Serie zum Coronavirus - Seit drei Monaten arbeitet Reto Brennwald an einem Film über Covid-19 – auf eigene Kosten. In der Serie zum Coronavirus spricht der TV-Journalist über seine Motivation, fehlende kritische Fragen und sogenannte «Coronaleugner».

von Matthias Ackeret

Herr Brennwald, Sie haben einen Film über die Coronazeit gemacht. Was ist Ihre Motivation?
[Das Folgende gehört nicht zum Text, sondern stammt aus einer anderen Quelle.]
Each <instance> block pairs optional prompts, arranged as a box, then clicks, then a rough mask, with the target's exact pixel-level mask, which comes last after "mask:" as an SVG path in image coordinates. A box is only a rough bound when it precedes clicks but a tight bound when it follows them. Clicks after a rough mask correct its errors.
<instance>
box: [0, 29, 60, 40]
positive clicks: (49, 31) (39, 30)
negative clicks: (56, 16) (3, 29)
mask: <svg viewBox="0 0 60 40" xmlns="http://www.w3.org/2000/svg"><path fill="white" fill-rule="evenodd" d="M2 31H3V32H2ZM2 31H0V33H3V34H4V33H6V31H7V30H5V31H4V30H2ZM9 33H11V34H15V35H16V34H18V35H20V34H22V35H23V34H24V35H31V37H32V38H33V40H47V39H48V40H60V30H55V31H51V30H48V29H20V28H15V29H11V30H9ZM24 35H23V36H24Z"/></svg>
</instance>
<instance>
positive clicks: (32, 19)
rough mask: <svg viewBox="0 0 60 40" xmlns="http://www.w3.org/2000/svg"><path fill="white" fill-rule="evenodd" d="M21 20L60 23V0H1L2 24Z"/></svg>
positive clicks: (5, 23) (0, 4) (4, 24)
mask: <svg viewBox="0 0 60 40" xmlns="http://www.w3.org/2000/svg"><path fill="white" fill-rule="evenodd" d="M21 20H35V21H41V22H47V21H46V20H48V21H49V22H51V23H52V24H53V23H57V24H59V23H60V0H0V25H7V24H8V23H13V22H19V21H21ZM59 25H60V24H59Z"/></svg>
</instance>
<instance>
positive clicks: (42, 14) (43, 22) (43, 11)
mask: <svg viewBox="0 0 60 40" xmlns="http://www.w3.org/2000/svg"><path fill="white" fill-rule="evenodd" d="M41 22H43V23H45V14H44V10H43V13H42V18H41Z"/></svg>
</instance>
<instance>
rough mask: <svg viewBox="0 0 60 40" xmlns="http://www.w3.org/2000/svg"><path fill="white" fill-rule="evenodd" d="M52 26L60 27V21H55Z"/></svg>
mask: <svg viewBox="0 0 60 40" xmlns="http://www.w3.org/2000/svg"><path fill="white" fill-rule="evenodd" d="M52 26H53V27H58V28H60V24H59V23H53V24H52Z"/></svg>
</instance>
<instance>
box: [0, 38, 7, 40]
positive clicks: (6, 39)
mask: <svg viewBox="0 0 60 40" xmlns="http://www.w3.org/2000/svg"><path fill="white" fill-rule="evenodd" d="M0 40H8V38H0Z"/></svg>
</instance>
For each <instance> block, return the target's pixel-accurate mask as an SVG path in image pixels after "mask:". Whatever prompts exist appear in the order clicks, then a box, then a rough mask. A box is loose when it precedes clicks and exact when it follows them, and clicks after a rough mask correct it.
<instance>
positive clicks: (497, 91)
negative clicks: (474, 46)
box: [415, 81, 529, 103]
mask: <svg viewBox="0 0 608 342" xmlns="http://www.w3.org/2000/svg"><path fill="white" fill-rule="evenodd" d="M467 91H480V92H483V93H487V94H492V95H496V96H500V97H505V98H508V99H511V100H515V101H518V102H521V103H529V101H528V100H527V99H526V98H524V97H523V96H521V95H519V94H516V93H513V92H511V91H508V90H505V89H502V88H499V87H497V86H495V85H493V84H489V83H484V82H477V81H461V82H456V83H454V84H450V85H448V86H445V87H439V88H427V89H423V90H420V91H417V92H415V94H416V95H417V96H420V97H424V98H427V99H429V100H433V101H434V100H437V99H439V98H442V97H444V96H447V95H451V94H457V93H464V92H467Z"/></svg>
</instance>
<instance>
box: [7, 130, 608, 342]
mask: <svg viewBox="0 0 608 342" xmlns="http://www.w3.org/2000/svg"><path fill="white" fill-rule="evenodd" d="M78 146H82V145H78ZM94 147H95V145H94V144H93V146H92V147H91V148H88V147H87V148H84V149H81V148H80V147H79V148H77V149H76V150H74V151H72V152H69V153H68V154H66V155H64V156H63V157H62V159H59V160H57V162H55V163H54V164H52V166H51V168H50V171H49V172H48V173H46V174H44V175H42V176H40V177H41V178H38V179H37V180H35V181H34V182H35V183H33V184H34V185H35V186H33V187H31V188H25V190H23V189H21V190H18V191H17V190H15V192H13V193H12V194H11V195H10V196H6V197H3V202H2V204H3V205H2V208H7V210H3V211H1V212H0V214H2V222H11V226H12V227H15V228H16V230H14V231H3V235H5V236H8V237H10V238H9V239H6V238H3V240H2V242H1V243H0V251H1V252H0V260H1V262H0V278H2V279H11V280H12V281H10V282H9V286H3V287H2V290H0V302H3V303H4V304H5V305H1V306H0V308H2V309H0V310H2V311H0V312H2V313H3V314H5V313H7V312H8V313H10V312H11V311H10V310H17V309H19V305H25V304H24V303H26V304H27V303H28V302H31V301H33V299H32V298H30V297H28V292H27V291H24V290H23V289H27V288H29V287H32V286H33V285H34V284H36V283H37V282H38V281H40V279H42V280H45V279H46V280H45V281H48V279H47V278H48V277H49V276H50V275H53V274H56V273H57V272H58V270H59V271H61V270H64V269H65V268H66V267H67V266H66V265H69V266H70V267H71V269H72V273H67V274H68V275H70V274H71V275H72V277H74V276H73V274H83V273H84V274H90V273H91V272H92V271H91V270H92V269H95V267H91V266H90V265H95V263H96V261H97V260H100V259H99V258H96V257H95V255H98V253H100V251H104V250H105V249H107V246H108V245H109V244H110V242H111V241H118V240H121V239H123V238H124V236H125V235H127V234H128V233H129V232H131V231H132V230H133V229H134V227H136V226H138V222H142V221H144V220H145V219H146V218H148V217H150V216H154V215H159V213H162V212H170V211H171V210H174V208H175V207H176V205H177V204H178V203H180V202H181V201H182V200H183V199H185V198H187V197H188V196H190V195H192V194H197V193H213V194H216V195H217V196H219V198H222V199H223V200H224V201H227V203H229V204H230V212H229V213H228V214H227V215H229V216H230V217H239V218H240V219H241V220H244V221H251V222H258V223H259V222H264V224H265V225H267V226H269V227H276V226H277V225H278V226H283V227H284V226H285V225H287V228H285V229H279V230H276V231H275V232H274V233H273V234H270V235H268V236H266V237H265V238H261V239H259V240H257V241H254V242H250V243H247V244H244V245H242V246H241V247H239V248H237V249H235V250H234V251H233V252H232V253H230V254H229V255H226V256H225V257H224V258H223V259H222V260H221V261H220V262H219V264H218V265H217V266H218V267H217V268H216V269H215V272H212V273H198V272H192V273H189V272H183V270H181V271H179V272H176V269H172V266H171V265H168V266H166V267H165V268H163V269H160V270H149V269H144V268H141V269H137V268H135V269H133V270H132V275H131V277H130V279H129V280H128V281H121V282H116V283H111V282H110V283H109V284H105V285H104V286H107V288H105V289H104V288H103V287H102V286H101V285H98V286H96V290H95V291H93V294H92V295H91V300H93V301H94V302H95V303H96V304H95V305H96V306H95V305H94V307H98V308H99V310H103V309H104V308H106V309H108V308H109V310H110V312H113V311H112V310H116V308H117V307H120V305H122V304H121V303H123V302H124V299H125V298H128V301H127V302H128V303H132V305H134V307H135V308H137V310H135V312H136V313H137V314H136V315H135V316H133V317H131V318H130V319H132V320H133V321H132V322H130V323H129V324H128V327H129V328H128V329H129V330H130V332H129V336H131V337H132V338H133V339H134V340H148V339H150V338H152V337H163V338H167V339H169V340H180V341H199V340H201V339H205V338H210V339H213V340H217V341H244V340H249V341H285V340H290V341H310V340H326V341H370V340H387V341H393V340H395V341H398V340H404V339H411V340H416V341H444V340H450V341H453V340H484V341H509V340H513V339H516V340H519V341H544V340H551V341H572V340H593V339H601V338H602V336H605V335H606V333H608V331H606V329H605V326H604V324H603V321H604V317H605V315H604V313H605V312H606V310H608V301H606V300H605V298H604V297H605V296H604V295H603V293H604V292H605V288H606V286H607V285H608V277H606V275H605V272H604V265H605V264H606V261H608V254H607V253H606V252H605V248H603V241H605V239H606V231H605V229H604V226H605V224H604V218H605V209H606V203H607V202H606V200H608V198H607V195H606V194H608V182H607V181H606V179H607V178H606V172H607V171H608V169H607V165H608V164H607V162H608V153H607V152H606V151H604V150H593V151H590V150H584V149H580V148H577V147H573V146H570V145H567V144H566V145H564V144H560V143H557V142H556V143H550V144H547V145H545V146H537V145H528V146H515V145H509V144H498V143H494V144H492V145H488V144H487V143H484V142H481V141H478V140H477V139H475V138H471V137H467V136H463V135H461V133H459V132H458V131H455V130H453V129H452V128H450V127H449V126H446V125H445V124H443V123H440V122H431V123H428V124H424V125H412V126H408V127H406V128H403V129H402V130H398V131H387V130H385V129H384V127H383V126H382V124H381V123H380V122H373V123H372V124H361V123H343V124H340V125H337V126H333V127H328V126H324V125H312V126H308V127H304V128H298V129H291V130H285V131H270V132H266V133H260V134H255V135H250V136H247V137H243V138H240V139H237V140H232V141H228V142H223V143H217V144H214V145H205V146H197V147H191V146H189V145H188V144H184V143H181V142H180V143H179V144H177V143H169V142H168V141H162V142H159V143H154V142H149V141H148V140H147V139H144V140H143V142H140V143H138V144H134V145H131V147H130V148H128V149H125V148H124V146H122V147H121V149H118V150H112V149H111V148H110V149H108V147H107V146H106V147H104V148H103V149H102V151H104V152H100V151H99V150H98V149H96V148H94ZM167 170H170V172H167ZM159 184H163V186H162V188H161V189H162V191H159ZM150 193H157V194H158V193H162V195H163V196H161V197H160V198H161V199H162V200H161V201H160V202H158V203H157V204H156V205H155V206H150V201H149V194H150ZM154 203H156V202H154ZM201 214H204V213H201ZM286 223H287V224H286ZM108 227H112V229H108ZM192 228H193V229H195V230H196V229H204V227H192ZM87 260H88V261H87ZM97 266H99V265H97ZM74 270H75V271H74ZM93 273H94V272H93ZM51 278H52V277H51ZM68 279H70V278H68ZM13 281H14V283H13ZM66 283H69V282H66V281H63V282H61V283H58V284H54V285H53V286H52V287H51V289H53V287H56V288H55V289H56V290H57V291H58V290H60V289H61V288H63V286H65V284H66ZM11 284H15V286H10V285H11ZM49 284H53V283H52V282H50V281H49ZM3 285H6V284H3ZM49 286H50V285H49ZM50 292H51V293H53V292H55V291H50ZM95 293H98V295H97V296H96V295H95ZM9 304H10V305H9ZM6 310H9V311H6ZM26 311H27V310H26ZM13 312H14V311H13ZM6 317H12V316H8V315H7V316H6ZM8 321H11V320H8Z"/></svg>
Ich hatte durch Corona plötzlich viel Zeit und habe mich intensiv damit befasst. Am Anfang hatte ich grossen Respekt vor der Pandemie, aber je länger je mehr irritierte mich die einseitige Berichterstattung und die wenig durchschaubaren Zahlen. Ich war auch erstaunt, dass sehr oft dieselben Experten interviewt wurden. Und als dann zum Beispiel Professor Pietro Vernazza eine etwas andere Sichtweise einbrachte, wunderte ich mich, wie scharf er angegriffen wurde. Er war schon vor seinem grossen Interview in der Sonntagszeitung in meiner Sendung und ich bekam viele Reaktionen von Zuschauern, die dankbar dafür waren. Dass kritische Stimmen plötzlich diffamiert wurden, betraf mich auch selber, obwohl ich in meinen Kommentaren immer versuchte, sachlich zu sein.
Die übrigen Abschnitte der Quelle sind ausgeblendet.